Alvin Plantinga has given us a well thought out and considered entry into the philosophy of religion debate.

Two points to make: one about the contents, and one about the narration. Narration first.

Michael Butler's reading of the book came across as almost smarmy. His tone, unlike Plantinga's himself, carried a note of "We know better than you", dismissiveness, and generally conceit. It wasn't a good feel for such a topic, as if Christians are to attract people to Christ, they do well by sounding inclusive, not snotty.
His voice, too, was painfully soporific. I honestly struggled to stay awake listening to his telling, and that was a problem for someone hoping to get a broad view of the detailed arguments in the book and see how they fitted together. Audio books are hard for that in the first place (you can't exactly flip the pages back to compare one paragraph with another), so to find myself listening to shorter sections than I'd have liked was frustrating. And finally, his pronunciation, enunciation, and diction showed occasionally that he might well not have been at all familiar with the subject, the arguments, or indeed philosophy. Personally I'd have liked my philosophy narrator to give me the confidence that he was engaged with philosophy, rather than just the act of reading the book.

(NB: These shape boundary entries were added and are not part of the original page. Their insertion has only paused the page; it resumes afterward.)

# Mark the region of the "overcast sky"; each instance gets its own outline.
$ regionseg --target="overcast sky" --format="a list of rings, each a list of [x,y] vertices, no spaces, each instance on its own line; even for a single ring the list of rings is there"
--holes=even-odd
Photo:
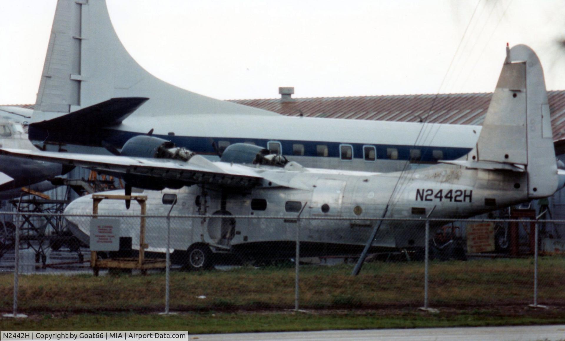
[[[35,102],[56,2],[0,0],[0,104]],[[507,42],[565,89],[562,0],[107,2],[140,64],[222,99],[490,92]]]

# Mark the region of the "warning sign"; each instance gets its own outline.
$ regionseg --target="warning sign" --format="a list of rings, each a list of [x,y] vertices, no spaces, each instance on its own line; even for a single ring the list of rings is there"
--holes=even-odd
[[[480,222],[467,225],[467,252],[470,253],[494,251],[494,224]]]
[[[90,220],[90,250],[117,251],[120,250],[120,220]]]

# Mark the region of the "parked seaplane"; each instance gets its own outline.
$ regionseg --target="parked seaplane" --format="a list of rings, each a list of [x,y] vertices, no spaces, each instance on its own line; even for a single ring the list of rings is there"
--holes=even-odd
[[[565,177],[555,161],[549,108],[540,60],[529,47],[518,45],[507,50],[475,147],[458,160],[424,169],[381,173],[308,168],[245,144],[230,146],[220,161],[212,162],[151,135],[131,138],[119,156],[1,152],[120,176],[129,186],[151,190],[145,191],[148,215],[166,213],[169,207],[162,199],[176,195],[173,215],[200,216],[172,220],[171,248],[188,251],[189,265],[202,268],[211,265],[214,252],[292,250],[287,247],[297,228],[304,254],[320,255],[360,248],[371,230],[364,218],[425,218],[433,210],[433,217],[449,220],[551,195]],[[103,202],[98,214],[123,215],[123,207]],[[87,196],[66,213],[92,212]],[[299,225],[299,212],[308,218]],[[267,218],[273,216],[281,220]],[[79,238],[88,237],[87,220],[68,219]],[[146,225],[148,251],[164,251],[162,220],[149,218]],[[134,246],[136,232],[123,234],[132,237]],[[372,245],[416,247],[425,242],[421,223],[384,221]]]

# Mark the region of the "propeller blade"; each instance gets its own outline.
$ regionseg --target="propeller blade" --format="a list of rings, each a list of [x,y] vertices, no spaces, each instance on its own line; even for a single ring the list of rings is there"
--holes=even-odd
[[[125,184],[125,195],[132,195],[132,185]],[[131,205],[132,200],[129,199],[125,199],[125,209],[129,209],[129,206]]]
[[[221,158],[221,152],[220,151],[220,148],[218,147],[218,146],[216,145],[216,142],[214,142],[213,140],[212,141],[212,148],[214,148],[214,151],[216,152],[218,156]]]

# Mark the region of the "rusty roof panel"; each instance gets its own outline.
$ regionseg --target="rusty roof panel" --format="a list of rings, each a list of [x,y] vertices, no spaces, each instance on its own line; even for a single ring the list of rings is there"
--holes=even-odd
[[[547,96],[553,135],[565,138],[565,90],[549,91]],[[484,120],[492,97],[492,93],[481,93],[299,98],[285,103],[279,98],[231,102],[288,116],[302,112],[308,117],[479,125]]]

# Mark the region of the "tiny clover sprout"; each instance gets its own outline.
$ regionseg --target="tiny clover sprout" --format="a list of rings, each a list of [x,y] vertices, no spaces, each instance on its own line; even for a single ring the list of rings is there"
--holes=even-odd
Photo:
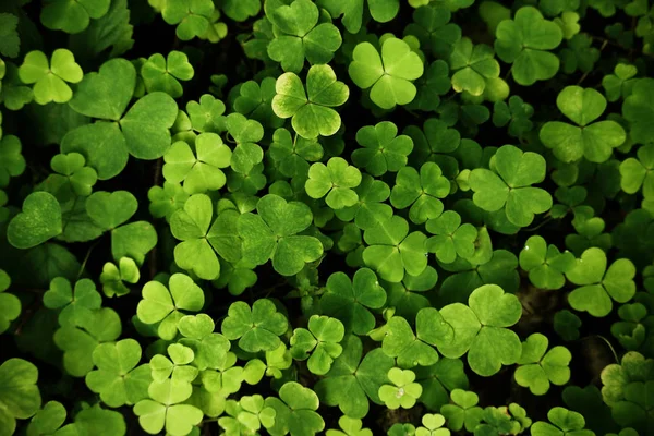
[[[443,175],[437,164],[423,164],[420,173],[413,167],[404,167],[396,177],[390,204],[397,209],[411,206],[409,219],[421,225],[440,216],[444,206],[439,198],[445,198],[450,189],[449,180]]]
[[[593,436],[595,434],[584,429],[585,420],[581,413],[565,408],[549,409],[547,419],[549,422],[535,422],[531,427],[531,434],[534,436]]]
[[[520,267],[529,271],[529,279],[540,289],[561,289],[566,284],[564,274],[574,265],[574,255],[561,253],[555,245],[547,245],[542,237],[531,237],[520,251]]]
[[[471,223],[461,225],[461,216],[446,210],[438,218],[426,222],[426,230],[434,234],[426,241],[426,249],[443,263],[451,264],[457,256],[470,258],[474,255],[477,229]]]
[[[398,128],[390,121],[359,129],[356,142],[363,148],[352,152],[352,162],[365,168],[373,177],[399,171],[407,165],[407,157],[413,150],[411,137],[398,136]]]
[[[480,397],[472,391],[453,389],[450,398],[453,404],[444,404],[440,408],[440,413],[447,420],[448,427],[455,432],[460,432],[463,427],[467,432],[474,432],[484,414],[484,410],[477,405]]]
[[[323,198],[332,209],[342,209],[354,206],[359,195],[352,187],[361,183],[361,171],[348,165],[341,157],[332,157],[327,165],[316,162],[308,169],[308,180],[305,190],[312,198]]]
[[[90,19],[102,17],[111,5],[111,0],[45,0],[40,11],[44,26],[52,31],[78,34],[88,27]]]
[[[545,158],[522,152],[512,145],[501,146],[491,160],[491,168],[475,168],[470,172],[469,183],[474,192],[475,205],[486,211],[504,208],[509,222],[526,227],[535,214],[552,207],[552,195],[534,183],[545,180]]]
[[[499,77],[499,63],[493,48],[485,44],[473,45],[468,37],[459,39],[449,57],[452,88],[481,96],[489,80]]]
[[[388,371],[388,379],[392,385],[382,385],[378,392],[386,407],[390,410],[414,407],[423,392],[422,386],[415,383],[415,373],[392,367]]]
[[[350,96],[348,86],[336,80],[329,65],[313,65],[306,73],[306,92],[295,73],[277,78],[277,95],[272,110],[279,118],[291,118],[293,130],[306,140],[331,136],[341,126],[338,112],[331,108],[343,105]]]
[[[520,8],[513,20],[499,23],[495,34],[495,51],[499,59],[513,64],[511,73],[519,85],[533,85],[557,73],[559,59],[546,50],[557,48],[564,33],[536,8]]]
[[[299,73],[305,58],[312,65],[329,63],[342,43],[338,27],[330,22],[318,24],[318,7],[311,0],[266,8],[266,16],[277,31],[268,56],[281,62],[283,71]]]
[[[0,334],[7,331],[11,322],[21,316],[21,300],[14,294],[4,292],[10,284],[9,275],[0,269]]]
[[[417,89],[412,82],[423,75],[424,64],[405,41],[390,37],[382,45],[382,56],[372,44],[358,44],[348,73],[360,88],[372,88],[375,105],[392,109],[413,101]]]
[[[140,361],[141,346],[134,339],[100,343],[93,351],[97,370],[86,374],[86,386],[110,408],[133,405],[148,397],[153,380],[148,365],[136,366]]]
[[[19,76],[23,83],[34,84],[34,101],[47,105],[50,101],[66,102],[73,98],[73,90],[66,82],[80,83],[84,73],[73,53],[60,48],[52,52],[50,62],[43,51],[25,55]]]
[[[195,405],[183,403],[192,392],[190,383],[171,379],[153,382],[148,387],[149,399],[143,399],[134,405],[138,424],[150,435],[164,428],[170,436],[189,435],[204,416]]]
[[[327,436],[373,436],[370,428],[363,428],[363,422],[350,416],[341,416],[338,420],[339,429],[328,429]]]
[[[518,385],[529,388],[536,396],[545,395],[549,390],[550,383],[561,386],[570,379],[568,364],[572,354],[567,348],[560,346],[547,351],[548,343],[544,335],[530,335],[522,342],[522,355],[513,374]]]
[[[156,53],[141,68],[141,76],[148,93],[164,92],[172,98],[179,98],[183,94],[179,81],[193,78],[193,65],[189,63],[189,57],[181,51],[171,51],[167,58]]]
[[[340,341],[346,329],[337,318],[313,315],[308,318],[308,330],[296,328],[290,339],[293,359],[306,362],[313,374],[325,375],[331,368],[334,360],[341,355]],[[311,353],[311,356],[310,356]]]
[[[244,351],[272,351],[281,343],[279,337],[288,330],[289,324],[283,314],[277,312],[270,300],[259,299],[252,308],[239,301],[229,306],[228,316],[222,322],[222,335],[229,340],[239,339]]]
[[[180,310],[197,312],[205,300],[202,289],[183,274],[170,276],[168,286],[170,290],[159,281],[145,283],[136,315],[145,324],[159,323],[159,337],[172,340],[178,331],[178,323],[184,316]]]
[[[613,310],[613,302],[627,303],[635,294],[635,267],[631,261],[620,258],[608,269],[606,253],[591,247],[581,254],[574,266],[566,272],[572,283],[579,286],[568,296],[576,311],[603,317]]]
[[[564,162],[584,157],[602,164],[627,138],[625,129],[615,121],[593,122],[606,109],[606,98],[595,89],[567,86],[557,96],[556,106],[578,125],[548,121],[541,129],[540,137]]]
[[[56,277],[50,282],[50,289],[44,293],[44,306],[59,308],[59,325],[86,326],[94,318],[94,311],[102,305],[102,296],[96,291],[95,283],[82,279],[75,283],[63,277]]]
[[[318,396],[296,382],[288,382],[279,389],[279,398],[266,398],[266,408],[275,410],[271,435],[313,436],[325,428],[325,421],[316,412]]]
[[[178,141],[164,155],[164,177],[182,183],[189,194],[218,191],[227,182],[222,168],[229,167],[231,149],[216,133],[201,133],[195,138],[195,153],[184,141]]]
[[[379,221],[363,233],[367,246],[363,251],[365,264],[386,281],[398,283],[404,272],[417,276],[427,267],[427,237],[409,233],[409,222],[397,215]]]
[[[0,432],[13,435],[16,420],[32,417],[41,405],[36,386],[38,368],[23,359],[12,358],[0,365]]]
[[[368,413],[371,401],[384,404],[378,389],[388,380],[387,373],[395,365],[395,360],[379,348],[364,355],[362,341],[354,335],[346,336],[341,344],[342,354],[316,383],[315,390],[323,403],[338,405],[350,417],[363,419]]]
[[[338,317],[347,331],[367,335],[375,328],[375,315],[368,307],[382,308],[385,302],[386,292],[375,272],[359,268],[352,280],[344,272],[329,276],[320,307],[326,315]]]
[[[257,214],[243,214],[237,228],[243,239],[243,258],[254,265],[272,259],[272,267],[282,276],[293,276],[310,262],[323,255],[317,238],[299,235],[313,220],[308,206],[267,194],[256,205]]]

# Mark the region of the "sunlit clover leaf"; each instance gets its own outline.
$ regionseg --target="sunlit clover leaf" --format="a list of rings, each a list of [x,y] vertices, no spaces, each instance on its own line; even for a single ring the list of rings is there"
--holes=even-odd
[[[220,275],[220,263],[209,242],[213,214],[211,199],[205,194],[195,194],[170,217],[170,231],[182,241],[174,247],[175,263],[205,280]]]
[[[59,308],[59,324],[84,327],[93,320],[93,312],[102,305],[102,296],[96,291],[95,283],[89,279],[82,279],[75,283],[73,290],[71,282],[57,277],[50,282],[50,289],[44,294],[44,306]]]
[[[268,45],[268,56],[281,62],[283,71],[299,73],[305,58],[313,65],[334,58],[342,43],[340,32],[331,23],[318,24],[318,7],[311,0],[294,0],[267,14],[278,31]]]
[[[170,276],[168,286],[170,290],[158,281],[145,283],[136,315],[145,324],[160,323],[157,327],[159,337],[171,340],[183,317],[180,310],[199,311],[204,305],[204,293],[191,277],[179,272]]]
[[[195,138],[195,153],[184,141],[178,141],[164,155],[164,177],[172,183],[183,182],[189,194],[202,194],[225,186],[222,168],[230,165],[231,149],[216,133],[201,133]]]
[[[306,193],[312,198],[322,198],[332,209],[353,206],[359,195],[352,187],[361,183],[361,172],[341,157],[332,157],[327,165],[316,162],[308,169]]]
[[[603,317],[610,313],[613,301],[627,303],[635,293],[635,267],[631,261],[620,258],[606,269],[606,253],[602,249],[585,250],[566,277],[580,288],[568,296],[577,311]]]
[[[532,284],[540,289],[561,289],[566,284],[564,274],[574,265],[572,253],[561,253],[537,235],[526,240],[519,259],[520,267],[529,271]]]
[[[371,401],[383,404],[377,392],[387,382],[387,373],[395,361],[379,348],[366,353],[362,360],[363,346],[354,335],[347,336],[341,344],[342,354],[315,389],[323,403],[338,405],[348,416],[362,419],[367,414]]]
[[[645,198],[654,198],[654,144],[640,146],[637,156],[620,164],[620,186],[627,194],[642,189]]]
[[[468,351],[472,371],[487,377],[501,365],[511,365],[520,359],[520,338],[508,327],[522,315],[518,298],[496,284],[484,284],[469,298],[469,306],[448,304],[439,312],[453,330],[444,338],[434,338],[438,351],[446,358],[457,359]]]
[[[306,93],[302,80],[294,73],[277,78],[277,95],[272,110],[279,118],[291,118],[293,130],[304,138],[331,136],[341,125],[341,119],[332,107],[348,100],[350,89],[336,80],[329,65],[313,65],[306,74]]]
[[[559,69],[559,59],[546,50],[561,44],[564,33],[554,22],[545,20],[533,7],[522,7],[513,20],[497,26],[495,51],[499,59],[512,63],[513,80],[523,86],[546,81]]]
[[[604,162],[627,138],[625,129],[615,121],[593,122],[606,109],[606,98],[593,88],[567,86],[556,98],[556,105],[578,125],[549,121],[541,129],[540,137],[564,162],[582,157],[591,162]]]
[[[425,237],[422,232],[409,233],[409,223],[399,216],[378,222],[366,230],[363,239],[370,245],[363,251],[363,261],[386,281],[397,283],[420,275],[427,267]]]
[[[499,63],[493,48],[485,44],[473,45],[470,38],[461,38],[455,44],[449,58],[452,88],[457,93],[467,90],[480,96],[486,88],[488,78],[499,77]]]
[[[102,342],[114,341],[121,332],[118,314],[102,307],[93,312],[93,318],[83,329],[66,324],[55,332],[55,343],[63,351],[63,367],[73,377],[84,377],[94,367],[93,351]]]
[[[339,342],[344,335],[343,324],[337,318],[313,315],[308,318],[308,329],[296,328],[293,331],[291,355],[301,361],[308,359],[308,371],[325,375],[343,351]]]
[[[493,157],[494,171],[475,168],[469,183],[474,204],[487,211],[505,207],[508,220],[519,227],[529,226],[535,214],[552,207],[552,196],[534,183],[545,180],[545,158],[512,145],[500,147]],[[492,166],[493,167],[493,166]]]
[[[444,404],[440,413],[447,419],[448,427],[460,432],[463,427],[472,433],[482,421],[483,409],[477,405],[480,398],[475,392],[453,389],[450,393],[453,404]]]
[[[585,420],[581,413],[565,408],[553,408],[547,412],[549,422],[538,421],[531,427],[534,436],[593,436],[590,429],[584,429]],[[620,433],[621,434],[621,433]]]
[[[323,254],[317,238],[298,235],[311,226],[313,215],[308,206],[288,202],[275,194],[267,194],[257,203],[258,214],[243,214],[238,231],[243,239],[243,258],[255,265],[272,259],[275,270],[293,276],[308,262]]]
[[[286,316],[267,299],[255,301],[252,308],[242,301],[232,303],[221,326],[226,338],[239,339],[239,347],[252,353],[275,350],[287,329]]]
[[[422,395],[422,386],[415,383],[415,373],[411,370],[392,367],[388,371],[392,385],[379,387],[379,399],[390,410],[411,409]]]
[[[19,76],[23,83],[34,84],[34,100],[46,105],[50,101],[69,101],[73,97],[73,90],[66,82],[78,83],[84,73],[73,53],[60,48],[52,52],[50,62],[43,51],[25,55],[25,60],[19,68]]]
[[[193,78],[193,65],[189,63],[189,57],[182,51],[173,50],[164,55],[155,53],[141,68],[141,75],[148,93],[164,92],[172,98],[179,98],[183,94],[179,81]]]
[[[513,374],[518,385],[529,388],[536,396],[545,395],[550,383],[561,386],[570,379],[568,365],[572,354],[560,346],[547,351],[548,343],[544,335],[530,335],[522,342],[522,355]]]
[[[426,249],[436,254],[438,261],[451,264],[457,256],[474,255],[477,229],[469,222],[461,225],[461,216],[456,211],[446,210],[438,218],[429,219],[425,228],[434,234],[427,239]]]
[[[193,388],[185,382],[166,379],[153,382],[148,388],[149,399],[141,400],[134,405],[134,414],[138,416],[141,427],[150,435],[166,428],[170,436],[186,436],[202,421],[202,410],[186,401]]]
[[[0,435],[11,436],[16,420],[26,420],[39,410],[37,379],[37,367],[23,359],[12,358],[0,365]]]
[[[104,16],[111,0],[46,0],[40,12],[44,26],[52,31],[78,34],[88,27],[90,19]]]
[[[356,142],[363,148],[352,152],[352,162],[365,168],[374,177],[399,171],[407,165],[407,157],[413,150],[411,137],[398,136],[398,128],[390,121],[359,129]]]
[[[141,346],[134,339],[101,343],[93,351],[97,370],[86,374],[86,386],[110,408],[135,404],[147,398],[152,383],[149,366],[136,367],[140,361]]]
[[[375,328],[375,316],[370,308],[382,308],[386,292],[377,276],[368,268],[359,268],[352,280],[344,272],[335,272],[327,279],[320,298],[324,313],[340,319],[347,331],[366,335]]]
[[[382,56],[372,44],[358,44],[348,72],[360,88],[372,87],[371,99],[377,106],[392,109],[413,101],[417,89],[412,81],[423,75],[424,65],[407,43],[390,37],[382,46]]]

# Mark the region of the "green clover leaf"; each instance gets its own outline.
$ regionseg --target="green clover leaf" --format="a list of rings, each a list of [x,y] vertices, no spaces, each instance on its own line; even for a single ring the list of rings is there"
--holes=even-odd
[[[284,73],[277,78],[277,95],[272,110],[279,118],[291,118],[293,130],[304,138],[331,136],[341,125],[332,107],[341,106],[350,96],[348,86],[336,80],[329,65],[313,65],[306,74],[306,92],[295,73]]]
[[[402,281],[404,272],[417,276],[427,267],[427,237],[420,231],[409,233],[409,223],[399,216],[379,221],[363,233],[367,246],[365,264],[386,281]]]
[[[568,296],[572,308],[603,317],[613,310],[613,301],[626,303],[633,298],[635,267],[631,261],[620,258],[608,269],[606,266],[606,253],[602,249],[591,247],[566,272],[568,280],[580,286]]]
[[[422,395],[422,386],[415,383],[415,373],[411,370],[392,367],[388,371],[388,379],[395,385],[382,385],[379,398],[390,410],[411,409]]]
[[[353,206],[359,195],[352,187],[361,183],[361,172],[356,167],[348,165],[340,157],[332,157],[327,165],[316,162],[308,169],[308,180],[305,183],[306,193],[312,198],[323,198],[332,209]]]
[[[604,162],[627,138],[622,126],[615,121],[593,123],[606,109],[606,98],[595,89],[567,86],[556,98],[556,105],[578,125],[549,121],[541,129],[540,137],[564,162],[582,157],[591,162]]]
[[[66,102],[73,97],[68,83],[80,83],[84,73],[70,50],[60,48],[52,52],[50,62],[43,51],[25,55],[19,68],[19,76],[25,84],[34,84],[34,101]]]
[[[0,365],[0,428],[11,436],[16,420],[26,420],[40,408],[41,396],[36,386],[38,368],[22,359],[12,358]]]
[[[256,210],[256,215],[241,215],[237,223],[244,259],[263,265],[271,258],[277,272],[293,276],[320,257],[323,244],[318,239],[298,235],[312,222],[311,209],[304,203],[287,203],[267,194],[258,201]]]
[[[275,350],[287,329],[286,316],[266,299],[255,301],[252,308],[242,301],[232,303],[221,327],[226,338],[239,339],[239,347],[252,353]]]
[[[424,65],[407,43],[390,37],[382,45],[382,56],[372,44],[358,44],[348,73],[360,88],[372,88],[375,105],[392,109],[413,101],[417,90],[412,81],[423,75]]]
[[[513,374],[518,385],[529,388],[536,396],[545,395],[549,390],[550,383],[561,386],[570,379],[568,364],[572,354],[567,348],[560,346],[547,351],[548,343],[545,335],[530,335],[522,342],[522,355]]]
[[[529,226],[535,214],[552,207],[549,193],[531,186],[545,180],[545,159],[536,153],[523,153],[512,145],[501,146],[493,157],[493,171],[476,168],[470,172],[474,204],[487,211],[504,207],[511,223]]]
[[[134,339],[101,343],[93,351],[97,370],[86,374],[86,386],[110,408],[133,405],[148,397],[152,383],[149,366],[136,367],[140,361],[141,346]]]
[[[518,84],[533,85],[557,73],[559,59],[546,50],[557,48],[564,33],[536,8],[520,8],[514,19],[499,23],[495,33],[495,51],[499,59],[513,64],[511,73]]]
[[[366,335],[375,328],[375,316],[370,308],[382,308],[386,292],[377,276],[368,268],[359,268],[352,280],[344,272],[335,272],[327,279],[320,298],[324,313],[340,319],[346,331]]]
[[[204,293],[183,274],[173,274],[168,282],[170,289],[158,281],[148,281],[143,287],[143,300],[136,306],[138,319],[145,324],[157,324],[157,334],[171,340],[178,331],[183,311],[199,311],[204,305]]]

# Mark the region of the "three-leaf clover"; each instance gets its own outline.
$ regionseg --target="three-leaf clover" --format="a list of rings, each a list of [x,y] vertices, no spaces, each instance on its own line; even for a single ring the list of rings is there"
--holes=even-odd
[[[332,209],[353,206],[359,195],[352,187],[361,183],[361,172],[341,157],[332,157],[327,165],[316,162],[308,169],[306,193],[312,198],[322,198]]]
[[[522,342],[522,355],[513,374],[518,385],[529,388],[536,396],[545,395],[550,383],[561,386],[570,379],[568,364],[572,354],[560,346],[547,351],[548,343],[545,335],[530,335]]]
[[[337,81],[329,65],[313,65],[306,73],[306,92],[295,73],[284,73],[277,78],[277,95],[272,110],[279,118],[291,118],[293,130],[307,140],[331,136],[338,132],[341,119],[331,108],[348,100],[350,89]]]
[[[619,258],[608,269],[606,266],[606,253],[591,247],[566,272],[568,280],[579,286],[568,296],[572,308],[603,317],[613,310],[613,301],[627,303],[633,298],[635,267],[631,261]]]
[[[360,43],[348,68],[350,78],[362,89],[371,89],[371,100],[382,109],[408,105],[417,89],[412,83],[423,75],[424,65],[411,47],[395,37],[382,45],[382,56],[371,43]]]
[[[499,23],[495,34],[495,51],[499,59],[513,64],[511,73],[518,84],[533,85],[557,73],[559,59],[546,50],[557,48],[564,33],[558,24],[545,20],[536,8],[520,8],[513,20]]]
[[[50,101],[66,102],[73,97],[73,90],[66,84],[80,83],[84,73],[75,62],[75,57],[64,48],[52,52],[50,62],[43,51],[25,55],[19,68],[19,76],[25,84],[34,84],[34,101],[47,105]]]
[[[257,214],[243,214],[237,223],[243,239],[243,258],[255,265],[272,259],[272,267],[282,276],[293,276],[308,262],[318,259],[323,244],[317,238],[300,235],[311,226],[308,206],[267,194],[256,205]]]
[[[540,137],[564,162],[582,157],[591,162],[604,162],[627,138],[625,129],[616,121],[593,122],[606,109],[606,98],[593,88],[567,86],[557,96],[556,106],[577,125],[548,121],[541,129]]]
[[[221,327],[227,339],[239,339],[239,347],[251,353],[277,349],[287,329],[286,316],[267,299],[255,301],[252,308],[242,301],[232,303]]]
[[[170,289],[158,281],[145,283],[136,315],[145,324],[159,323],[159,337],[171,340],[184,316],[180,310],[199,311],[204,305],[204,293],[191,277],[179,272],[170,276],[168,286]]]
[[[487,211],[505,208],[507,219],[519,227],[529,226],[535,214],[552,207],[552,195],[534,183],[545,180],[545,158],[512,145],[500,147],[493,157],[492,170],[475,168],[469,183],[474,204]]]

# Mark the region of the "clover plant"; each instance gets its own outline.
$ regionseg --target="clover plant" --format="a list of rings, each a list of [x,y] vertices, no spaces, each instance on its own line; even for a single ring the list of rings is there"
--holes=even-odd
[[[651,2],[0,3],[0,436],[654,435]]]

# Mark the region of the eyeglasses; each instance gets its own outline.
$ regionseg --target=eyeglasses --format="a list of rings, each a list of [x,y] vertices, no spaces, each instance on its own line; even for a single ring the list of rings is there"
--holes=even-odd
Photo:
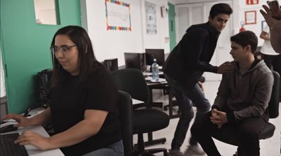
[[[53,47],[51,47],[50,50],[51,50],[51,52],[53,55],[55,55],[60,50],[63,53],[65,54],[65,53],[67,53],[67,52],[68,52],[68,50],[70,50],[70,49],[71,49],[72,47],[74,47],[74,46],[76,46],[76,45],[62,45],[60,48],[58,48],[57,46],[53,46]]]

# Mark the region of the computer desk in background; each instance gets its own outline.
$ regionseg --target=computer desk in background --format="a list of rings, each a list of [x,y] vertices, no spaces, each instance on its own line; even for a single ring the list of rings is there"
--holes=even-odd
[[[24,131],[32,131],[35,132],[43,136],[48,137],[50,136],[47,132],[46,132],[45,129],[43,128],[41,126],[32,126],[28,127],[19,127],[18,130],[13,131],[8,133],[4,134],[11,134],[11,133],[19,133],[20,135]],[[50,155],[55,155],[55,156],[63,156],[63,152],[60,149],[53,149],[53,150],[38,150],[33,146],[25,146],[25,149],[27,151],[28,155],[30,156],[50,156]]]
[[[173,106],[174,101],[173,101],[173,94],[169,87],[168,82],[164,78],[159,78],[159,82],[158,83],[152,83],[151,79],[152,73],[150,72],[143,72],[143,73],[145,76],[146,76],[145,80],[147,80],[148,87],[150,90],[150,101],[151,106],[157,106],[157,107],[164,107],[164,110],[166,106],[169,108],[169,116],[171,119],[178,118],[181,115],[180,114],[174,114],[173,113]],[[159,75],[164,75],[163,72],[159,72]],[[163,106],[162,102],[153,102],[153,94],[152,94],[152,90],[165,90],[167,91],[169,95],[169,105],[168,106]],[[166,111],[166,110],[165,110]]]

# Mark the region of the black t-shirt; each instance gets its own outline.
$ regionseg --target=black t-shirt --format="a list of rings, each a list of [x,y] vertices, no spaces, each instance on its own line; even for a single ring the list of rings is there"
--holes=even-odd
[[[55,133],[67,130],[84,120],[87,109],[109,112],[100,130],[96,135],[74,146],[62,148],[65,155],[81,155],[107,147],[122,139],[118,92],[109,73],[97,67],[82,83],[70,74],[51,90],[51,113]],[[83,129],[82,129],[83,130]]]

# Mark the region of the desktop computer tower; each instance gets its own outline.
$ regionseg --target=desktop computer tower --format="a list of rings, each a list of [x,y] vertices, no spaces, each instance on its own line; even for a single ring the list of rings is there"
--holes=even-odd
[[[117,58],[107,59],[103,62],[105,67],[109,71],[118,70],[118,59]]]
[[[124,55],[126,68],[146,71],[145,53],[124,52]]]

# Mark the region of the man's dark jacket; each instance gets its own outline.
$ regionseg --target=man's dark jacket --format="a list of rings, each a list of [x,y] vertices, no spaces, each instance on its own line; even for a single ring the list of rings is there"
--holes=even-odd
[[[220,33],[209,22],[192,25],[174,48],[164,65],[164,72],[183,87],[194,86],[204,71],[216,73],[209,62]]]

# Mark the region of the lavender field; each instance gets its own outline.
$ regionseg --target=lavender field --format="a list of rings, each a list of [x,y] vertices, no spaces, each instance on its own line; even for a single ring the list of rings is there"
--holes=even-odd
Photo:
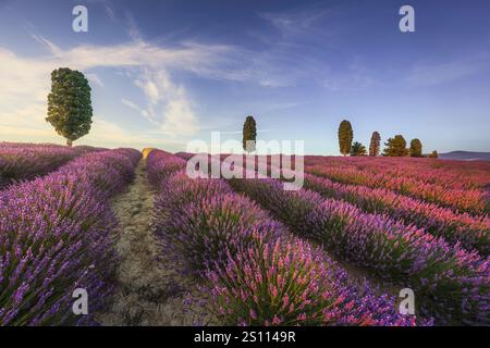
[[[1,325],[489,324],[489,162],[306,157],[287,191],[145,156],[2,145]]]
[[[1,341],[488,330],[489,13],[0,0]]]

Second, the content. I'll break this down into roughly three parts: showing how atheism fails to discredit theistic views of "life, the universe, and everything"; showing how theism does a better job of explaining "life..."; and finally, the Big Reveal - showing how atheism is, on its own self-description, untrustworthy.

The first section was excellent. Close argumentation, a good understanding of the subject, and forensic dissections of "the enemy's" claims. Top stuff.

The second section was weaker. Often you were left with a feeling of "atheism fails to show this, but we've got God so we can assume we do it better". Broader arguments, less forensically executed, with promised conclusions that didn't quite feel fully constructed. Overall, interesting but incomplete. This was slightly disappointing.

Finally, the Big Reveal. Plantinga's argument here is quite simple, but extremely effective. I shan't ruin it by poor description, but it adds a very interesting tip to the battling Christian's (or other theist's) arrows.
What I will say, however, is that while the earlier two sections were robust and interesting, I was left wondering whether they were altogether necessary for the Reveal. Plantinga could well have simply given a story of atheistic cosmology / evolutionary theory, and then sprung his argument onto us. Nothing would have been harmed.

So we were given three books in one. A systematic dissection of atheist dogma; a broader and less watertight "case for God's place in cosmological arguments", and a Big Reveal of why theism is a more intellectually coherent position than atheism.

If you're happy to have three books in one, read by a superior-sounding yet sleep-inducing narrator, then this is the audiobook for you.

It's good. I recommend it. But be aware that you have to get past the narrator first, and that the "point" of the book isn't wholly reliant on the 80% of the book that comes before it!